TERCER REENCUENTRO - Úbeda-Jaén. (Comunidad Andaluza).


“ Amadísima hermana en Cristo. El motivo de estas líneas es para informarles que, con ocasión de haber visitado el Palacio Episcopal para resolver asuntos ecuménicos, he recordado el motivo de su visita a nuestra iglesia de Alcubillas y aprovechando mi estancia en la capital de la Diócesis, he visitado el Archivo en donde he podido comprobar que el resto de la partida de bautismo que ustedes buscaban, hace referencia a los padres del bautizando, Celestino y Felisa quienes, naturales de Úbeda fueron vecinos de Calzada de Calatrava, donde tenían establecida una oficina de farmacia hasta su fusilamiento a principios de la guerra civil. El padrino del niño, don Enrique Calatrava, tío carnal del bautizado y natural de Úbeda (Jaén) y farmacéutico militar, advertido del parentesco espiritual y demás obligaciones que le concernían, se hizo cargo del huérfano.....- Alcubillas, a 25 de julio del año del Señor”.

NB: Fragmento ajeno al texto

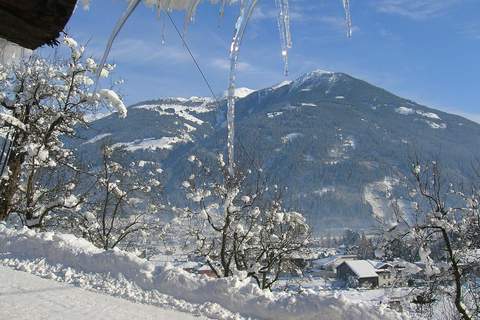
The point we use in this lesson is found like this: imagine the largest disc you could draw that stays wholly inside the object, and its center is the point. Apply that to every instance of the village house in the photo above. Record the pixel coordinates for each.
(358, 273)
(327, 267)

Allí estábamos. De pie y rodeadas de un conjunto arquitectónico tan incomparable y sobrecogedor que, a pesar de la familiaridad que produce todo aquello que estamos acostumbrados a ver reproducido en postales y libros, parecía ahogarnos el espíritu. Nunca había visto tanta belleza junta por metro cuadrado. La plaza Vázquez de Molina de Úbeda presenta en su recinto trapezoidal la esencia del renacimiento español.
Enfrente de la Colegial, el Palacio que a mediados del siglo XVI fuera mandado construir por el secretario de Carlos I y Felipe II, don Juan Vázquez de Molina, alberga ahora en su planta superior el Museo Histórico Municipal. Habíamos contemplado la imponente fachada plateresca de la antigua casa del regidor y la cárcel del obispo donde ahora una glamurosa legión de profesionales del derecho hervían en sus continuos trasiegos de pleitos y transacciones y, dejando a la espalda las portadas de la Iglesia Colegial de Santa Mª de los Reales Alcázares, nos dirigimos al Archivo Municipal.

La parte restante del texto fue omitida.